4. I have carefully considered the submissions mader before me. I do no find any force in the submissions of the learned consultant; admittedly the appellant filed a classification on 1-4-86 seeking to avail the benefit of Notification 138/86 and admittedly the appellant did not claim the benefit of Notification 175/86 till after he filed a second classification on 6-5-86. In such a situation it does not stand to reason as to how the appellant can claim the benefit of Notification 175/86 retrospectively from 1-4-86 and more so, take out an application for refund on that basis. This aspect of the matter in the impugned order has been very succinctly summed up by the learned Collector (Appeals), as extracted below:
“In the present case, they have opted for classification under Notification 138/86 with effect from 1-4-86. That classification was correct, because the provisions of Notification 175/86 cannot be applied where an assessee avails benefit of Notification 138/86, because benefits of two notifications cannot be availed at the same time. Therefore, till they filed a classification list on 6-5-86, they were paying correct amount of duty calculated under the provisions of Notification 138/86. From the date i.e. 6-5-86 when they have claimed Notification 175/86, they are entitled to that notification and they are not entitled to the other notification i.e. 138/86. The Asst. Collector has sanctioned the refund for the period from 6-5-86. I find that during this period, there has been no excess payment by mistake. Payment has been made following Notification 138/86 which was on the statute during this period. Therefore, the duty paid by the appellants are correct and legal. Merely because the other Notification 175/86 is more beneficial to them, it cannot be said that duty paid under Notification 138/86 is wrong payment of duty or excess payment of duty. Therefore, there being no excess payment of duty, refund cannot be sanctioned, because Section 11B does not provide refund of duty which is correctly said.”

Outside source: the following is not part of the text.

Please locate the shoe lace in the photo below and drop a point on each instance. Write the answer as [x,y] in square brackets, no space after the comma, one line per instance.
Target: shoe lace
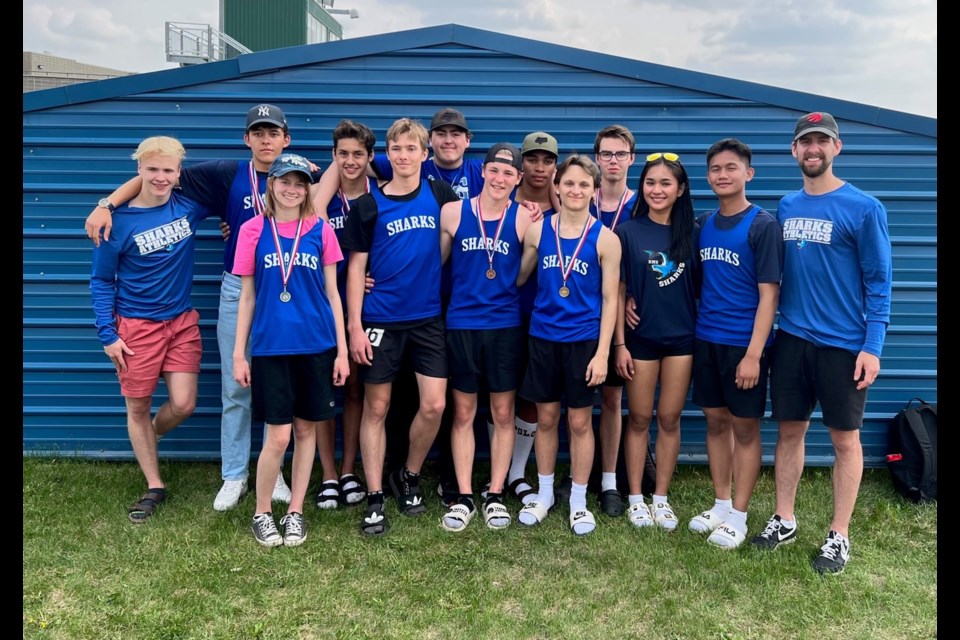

At this stage the learned Consultant submitted that Notification 260/86, dated 24-4-86 precluded one from claiming the benefit of Notification 175/86 if one had availed of Notification 138/86 and this prohibition having come into force on and from 24-4-86, so it should be presumed that it is open to a person to change his stand and claim the benefit of a different notification, though not specifically claimed in the classification. I do not find any force in the submission of the learned Consultant in the context of this case because it is nobody’s case that the appellant claimed the benefit of Notification 175/86 at any time prior to 6-5-86. I do not, therefore, find any merit in the appeal and the same is accordingly rejected.